General

It’s Official: Hiring Managers Aren’t Reading Your Résumé


A decade ago, I walked into an office to interview for my first newsroom internship. Wearing a millennial-core business casual H&M pencil skirt and Steve Madden flats, I handed my résumé — neatly spaced Arial font, carefully considered, and kept crisp in its designated folder — to the editor. Without looking up from her computer, she said, “I don’t read résumés,” and flicked the paper to the floor.

If you’ve ever assumed an automated applicant tracking system has thrown out your résumé, I can tell you it feels just as demoralizing to watch it happen IRL. Today, more hiring managers and recruiters are following that approach. Now that anyone can spin up a buzzword-filled résumé and cover letter in seconds with ChatGPT, doctor a flawless headshot, or cheat a coding test, faked or embellished applications have become indiscernible from quality candidates.
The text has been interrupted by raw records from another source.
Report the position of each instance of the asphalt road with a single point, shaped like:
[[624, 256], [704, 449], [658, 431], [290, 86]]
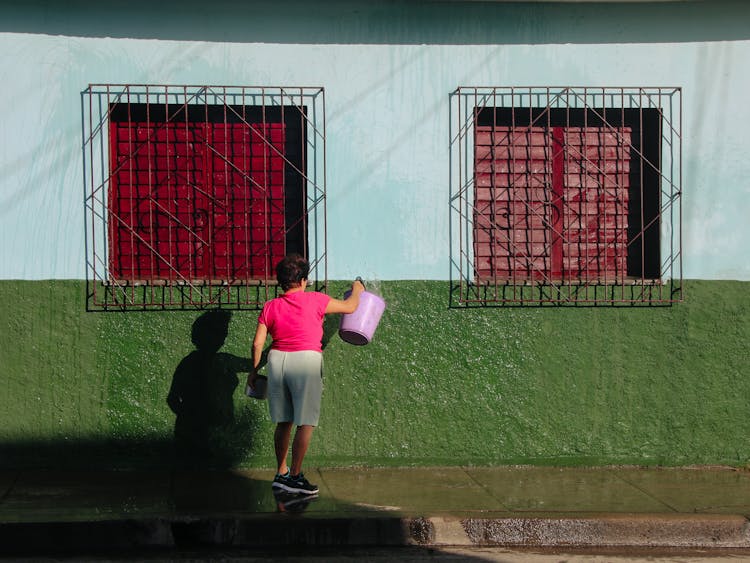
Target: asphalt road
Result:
[[410, 555]]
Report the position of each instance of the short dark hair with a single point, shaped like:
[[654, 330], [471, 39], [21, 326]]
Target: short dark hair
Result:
[[291, 270]]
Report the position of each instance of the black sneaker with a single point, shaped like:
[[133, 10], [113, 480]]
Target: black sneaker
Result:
[[280, 480], [296, 484]]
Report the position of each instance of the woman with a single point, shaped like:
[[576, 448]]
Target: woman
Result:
[[295, 364]]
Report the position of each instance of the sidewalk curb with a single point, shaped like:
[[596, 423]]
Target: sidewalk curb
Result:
[[643, 530]]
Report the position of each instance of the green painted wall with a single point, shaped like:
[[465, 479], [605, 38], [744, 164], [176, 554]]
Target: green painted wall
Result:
[[560, 386]]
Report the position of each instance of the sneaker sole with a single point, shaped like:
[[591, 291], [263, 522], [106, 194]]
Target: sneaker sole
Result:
[[290, 489]]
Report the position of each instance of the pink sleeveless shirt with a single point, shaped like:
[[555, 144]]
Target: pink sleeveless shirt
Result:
[[295, 321]]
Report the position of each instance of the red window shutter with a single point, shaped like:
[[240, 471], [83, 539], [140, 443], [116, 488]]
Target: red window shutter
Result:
[[195, 201], [551, 203]]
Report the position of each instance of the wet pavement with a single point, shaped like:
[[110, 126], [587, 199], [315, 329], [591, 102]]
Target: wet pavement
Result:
[[706, 507]]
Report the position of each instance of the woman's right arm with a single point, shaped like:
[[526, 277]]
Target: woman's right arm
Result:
[[348, 305], [259, 343]]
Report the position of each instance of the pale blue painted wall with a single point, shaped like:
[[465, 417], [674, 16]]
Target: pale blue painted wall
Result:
[[388, 70]]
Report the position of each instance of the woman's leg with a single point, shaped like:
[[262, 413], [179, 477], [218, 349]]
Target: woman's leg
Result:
[[281, 438], [299, 447]]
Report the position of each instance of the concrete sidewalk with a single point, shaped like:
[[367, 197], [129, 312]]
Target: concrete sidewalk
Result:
[[43, 511]]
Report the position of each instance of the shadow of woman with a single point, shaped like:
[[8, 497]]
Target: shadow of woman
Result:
[[202, 398]]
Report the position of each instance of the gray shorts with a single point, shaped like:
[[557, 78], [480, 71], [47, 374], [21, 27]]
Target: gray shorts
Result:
[[295, 386]]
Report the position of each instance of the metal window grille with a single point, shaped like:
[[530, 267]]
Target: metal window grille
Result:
[[568, 195], [193, 193]]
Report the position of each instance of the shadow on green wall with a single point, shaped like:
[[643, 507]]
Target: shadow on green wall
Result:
[[201, 396]]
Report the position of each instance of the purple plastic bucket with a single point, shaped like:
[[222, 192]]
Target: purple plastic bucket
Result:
[[358, 327]]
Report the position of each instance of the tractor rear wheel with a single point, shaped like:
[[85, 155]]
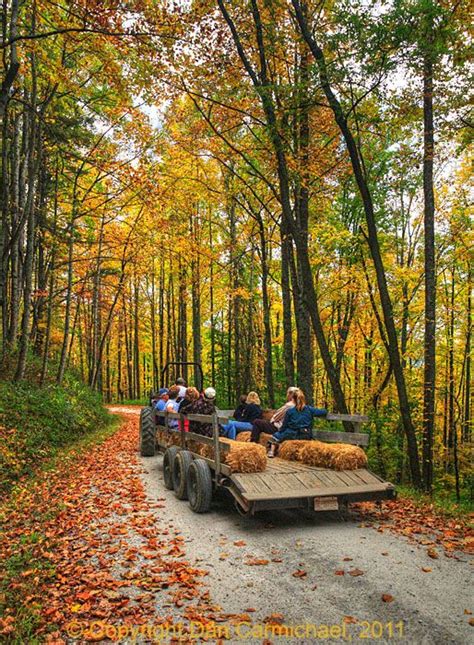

The résumé has been relegated.

“Resume not your thing? That’s great, we don’t really read them anyway!” reads a job post for an engineer at Expensify. “While we know you’re awesome, it’s actually really hard and time consuming to find you in the midst of literally hundreds of other applications we get from everyone else.” The post goes on to list five questions applications should answer to be considered. “We don’t require a résumé, and we don’t expect one,” notes a software engineering job at Automattic, which owns WordPress.com and Tumblr.

Some employers are focusing more on a person’s enthusiasm and skills than shiny credentials. E-commerce platform Gumroad asks prospective software engineers to send an email detailing why they want to work there, what they’ve built, and, if selected, to participate in a paid four-to-six-week work trial.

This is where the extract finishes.